The stain and excessive pigmentation are the earliest signs of aging, and the synthesis of melanin is a key factor in determining skin pigmentation. Melanocytes are located in the basal layer of the epidermis, and the amount of melanin produced determines the level of pigmentation of the pigment, while the synthesis of melanin depends on the activity of tyrosinase (Tyr). Resveratrol is known to inhibit tyrosinase activity, but because it is almost insoluble in water and does not penetrate deeply into the underlying epidermis, it is absorbed only slightly by the skin.
The resveratrol added into cosmetics has effects of resisting oxidation of skin, delaying skin aging, preventing reproduction and differentiation of keratinocyte, effectively promoting vasodilatation, resisting inflammation, sterilizing and moistening. However, resveratrol has poor water solubility and cannot permeate into skin, so that the bioavailability is low when the resveratrol is used in cosmetics.
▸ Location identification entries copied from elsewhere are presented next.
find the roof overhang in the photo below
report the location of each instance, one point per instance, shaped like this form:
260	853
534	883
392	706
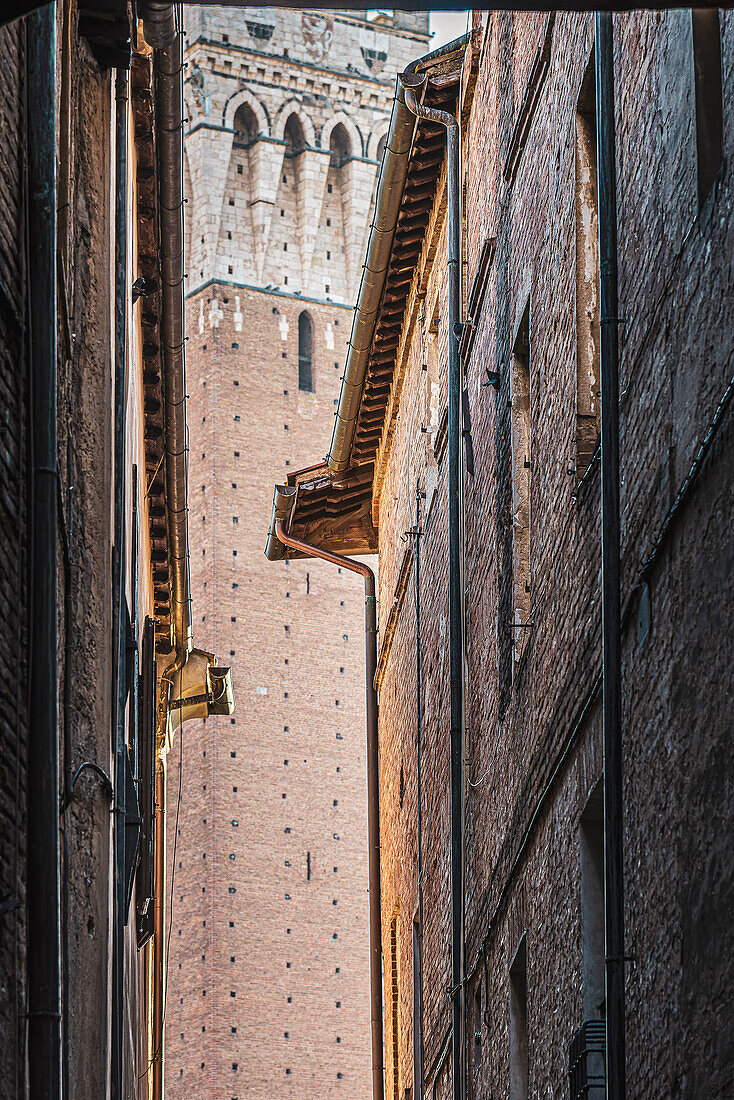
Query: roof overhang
332	507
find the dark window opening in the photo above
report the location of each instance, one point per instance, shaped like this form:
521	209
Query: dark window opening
591	844
305	350
518	1023
587	273
521	486
709	98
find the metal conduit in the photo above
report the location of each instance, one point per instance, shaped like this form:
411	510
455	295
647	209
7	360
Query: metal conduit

The nanometer resveratrol can penetrate into the bottom layer of skin epidermis to inhibit tyrosinase activity in the field of melanin synthesis, thereby achieving whitening and antioxidant effects. The utilization rate of resveratrol in cosmetics is improved, and the growth speed of a resveratrol crystal nucleus is artificially controlled to be in a nanometer level at present; another method is to perform ultrasonic treatment under natural cooling condition during rotary evaporation to disperse the liposome in water phase well, and the liposome obtained by this method is usually liposome, which belongs to unstable emulsifying system and is not suitable for use in cream system.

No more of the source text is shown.